The Financial Times reports that the Democratic Unionist party privately lobbied the British government for a “Swiss-style” alignment with EU rules on food and agricultural products, an idea it now rejects as a solution to the difficulties created by Northern Ireland’s trade protocol.
The DUP’s current party line is to dismiss the idea of such an alignment, saying it would require the UK to “slavishly” align with Europe.
However, in a letter to agriculture secretary George Eustice last June seen by the Financial Times, the DUP’s Edwin Poots — then Northern Ireland’s agriculture minister — described the maximum alignment approach as a “key ask” in reducing the protocol’s impact.
“This could be achieved, for example, by dynamic alignment with relevant parts of the EU acquis and the UK joining the common veterinary area (as in the Swiss/EU arrangement),” he wrote in the letter copied to Scottish and Welsh governments.
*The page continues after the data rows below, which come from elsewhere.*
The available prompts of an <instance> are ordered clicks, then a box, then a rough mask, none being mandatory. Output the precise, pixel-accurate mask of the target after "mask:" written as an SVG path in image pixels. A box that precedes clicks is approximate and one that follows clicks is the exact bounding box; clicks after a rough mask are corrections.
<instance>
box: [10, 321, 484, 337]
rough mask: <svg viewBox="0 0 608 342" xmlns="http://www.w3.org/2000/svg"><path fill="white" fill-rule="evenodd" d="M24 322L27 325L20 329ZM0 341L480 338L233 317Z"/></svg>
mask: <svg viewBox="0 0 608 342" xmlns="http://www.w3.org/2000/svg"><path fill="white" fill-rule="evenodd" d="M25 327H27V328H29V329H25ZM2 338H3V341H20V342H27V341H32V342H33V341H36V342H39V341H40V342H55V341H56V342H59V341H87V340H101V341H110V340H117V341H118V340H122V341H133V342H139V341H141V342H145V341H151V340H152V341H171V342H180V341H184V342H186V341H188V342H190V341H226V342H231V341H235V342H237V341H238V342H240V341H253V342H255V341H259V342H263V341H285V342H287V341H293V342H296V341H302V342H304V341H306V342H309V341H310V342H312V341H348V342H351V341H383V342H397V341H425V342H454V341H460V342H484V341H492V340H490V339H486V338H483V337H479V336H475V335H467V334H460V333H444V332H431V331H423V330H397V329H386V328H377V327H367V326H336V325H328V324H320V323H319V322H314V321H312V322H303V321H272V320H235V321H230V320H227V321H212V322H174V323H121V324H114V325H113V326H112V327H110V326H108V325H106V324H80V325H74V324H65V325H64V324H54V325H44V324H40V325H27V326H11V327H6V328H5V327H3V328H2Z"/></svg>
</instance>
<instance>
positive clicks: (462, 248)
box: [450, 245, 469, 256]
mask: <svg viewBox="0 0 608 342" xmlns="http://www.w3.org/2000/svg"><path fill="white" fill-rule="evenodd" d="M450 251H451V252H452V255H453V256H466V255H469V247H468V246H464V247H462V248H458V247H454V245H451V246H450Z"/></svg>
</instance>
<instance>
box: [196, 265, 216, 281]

Poots, who stepped back from his role this month after revealing he had cancer, said the demands “must be met” in order to avoid “unacceptable burdens” on Northern Ireland’s population.
The existence of the private lobbying effort emerged as the DUP calls on the British government to abandon the border arrangement, agreed by Boris Johnson as part of the 2019 UK Withdrawal Agreement.
The protocol requires all goods travelling from Great Britain to Northern Ireland to follow EU customs rules, and has become a flashpoint between the EU and the British government due to the paperwork it creates for goods moving within the UK.
The Poots letter highlights the DUP’s shifting stance on the protocol as it faces a public backlash from pro-British unionists in the region who wanted Northern Ireland to leave the EU on the same terms as the rest of the UK.